Do lado do Hamas, apesar de Sinwar ser alvo de ressentimento de muitos habitantes de Gaza, que o culpavam pelo grande sofrimento causado pelo conflito que já matou mais de 42 mil pessoas no enclave, era também reverenciado por combatentes do Hamas por ser considerado o mentor do ataque de outubro do ano passado, que deixou quase 1.200 mortos e mais de 250 pessoas como reféns em Gaza. Como líder mais buscado por Israel em Gaza, aparecia como a Rainha de Copas nas cartas de baralho distribuídas aos militares israelenses que traziam os rostos de dirigentes do Hamas.
Mas, apesar de ser descrito por Fuad Khuffash, analista palestino próximo ao Hamas, como uma "figura icônica" difícil de substituir, golpes anteriores de Israel, que assassinou dezenas de líderes do Hamas e matou muitos milhares de seus combatentes desde que o grupo foi fundado na década de 1980 com o objetivo de eliminar Israel, nunca impediram sua recuperação, muitas vezes com ferocidade maior.
— Seu assassinato não é fácil. Mas isso não fará com que o Hamas recue e se renda — disse Khuffash ao New York Times.
Uma prova disso é que o Hamas, mesmo após mais de um ano de conflito, continua a lutar, voltando a lançar ataques em áreas que Israel alegou ter liberado.
— O Hamas vem travando essa guerra há um ano em um espaço muito fechado, portanto já está descentralizado ao limite, lutando em unidades muito pequenas de uma dúzia ou menos de combatentes que têm muita autonomia — disse ao New York Times Ramzy Mardini, associado do Instituto Pearson da Universidade de Chicago que estuda rebeliões e guerras civis.
É improvável que a morte de Sinwar afete essas operações, disse, já que, de qualquer forma, ele havia perdido a capacidade de dirigi-las. Mas Sinwar era fundamental para as decisões de alto nível do Hamas, como concordar ou não com um cessar-fogo.
Até o momento, o grupo não deixou claro quando anunciará um novo sucessor, ou como essa transição afetará a postura de negociação de um grupo que há muito tempo é dirigido por uma combinação de autoridades políticas baseadas no Catar e líderes políticos e militares em Gaza.

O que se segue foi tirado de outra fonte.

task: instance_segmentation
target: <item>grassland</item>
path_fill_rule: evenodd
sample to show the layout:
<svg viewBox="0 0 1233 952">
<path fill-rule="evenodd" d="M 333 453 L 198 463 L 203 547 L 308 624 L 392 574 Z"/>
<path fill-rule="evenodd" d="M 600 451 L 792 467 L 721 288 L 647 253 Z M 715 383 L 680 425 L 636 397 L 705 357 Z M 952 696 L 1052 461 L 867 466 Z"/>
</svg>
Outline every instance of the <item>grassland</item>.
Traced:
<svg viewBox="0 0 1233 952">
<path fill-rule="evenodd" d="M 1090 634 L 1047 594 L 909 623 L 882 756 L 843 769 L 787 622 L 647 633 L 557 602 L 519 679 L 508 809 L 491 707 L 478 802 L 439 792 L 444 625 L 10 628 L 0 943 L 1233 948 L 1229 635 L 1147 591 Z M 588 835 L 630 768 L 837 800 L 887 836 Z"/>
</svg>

Apesar de as autoridades envolvidas nessas negociações o terem considerado um linha-dura menos propenso a fazer concessões do que integrantes do grupo fora de Gaza, é possível que sua morte torne incerto quem tem a capacidade de negociar em nome do Hamas, não deixando ninguém com a estatura necessária para garantir a conformidade dos grupos armados de Gaza com qualquer acordo que seja alcançado.
Embora muitos em Gaza tenham comemorado sua morte, a mensagem do Hamas de resistência violenta a Israel há muito tempo encontrou seus recrutas entre aqueles que mais perderam no conflito: refugiados palestinos forçados ao exílio permanente com a criação de Israel e seus descendentes; pessoas que perderam casas e entes queridos para as bombas israelenses; e jovens sem perspectivas de uma vida melhor.
A possibilidade de qualquer forma de Estado ou autodeterminação para os palestinos na Cisjordânia e em Gaza parece mais remota agora do que em muitos anos. E a guerra de Gaza — ao matar, ferir, deixar órfãos e deslocar tantas pessoas — aumentou o ódio a Israel entre os palestinos e o desespero que direciona os recrutas para grupos apreciados pelo Hamas, independentemente de quem os lidera.
— A raiz do problema não é o Sinwar ou mesmo o Hamas — disse Hassan Abu Haniyeh, especialista em grupos militantes do Instituto de Política e Sociedade da Jordânia. — O problema é o dia seguinte. O que você vai fazer? Você pode matar todo o Hamas, mas o que você vai fazer no dia seguinte?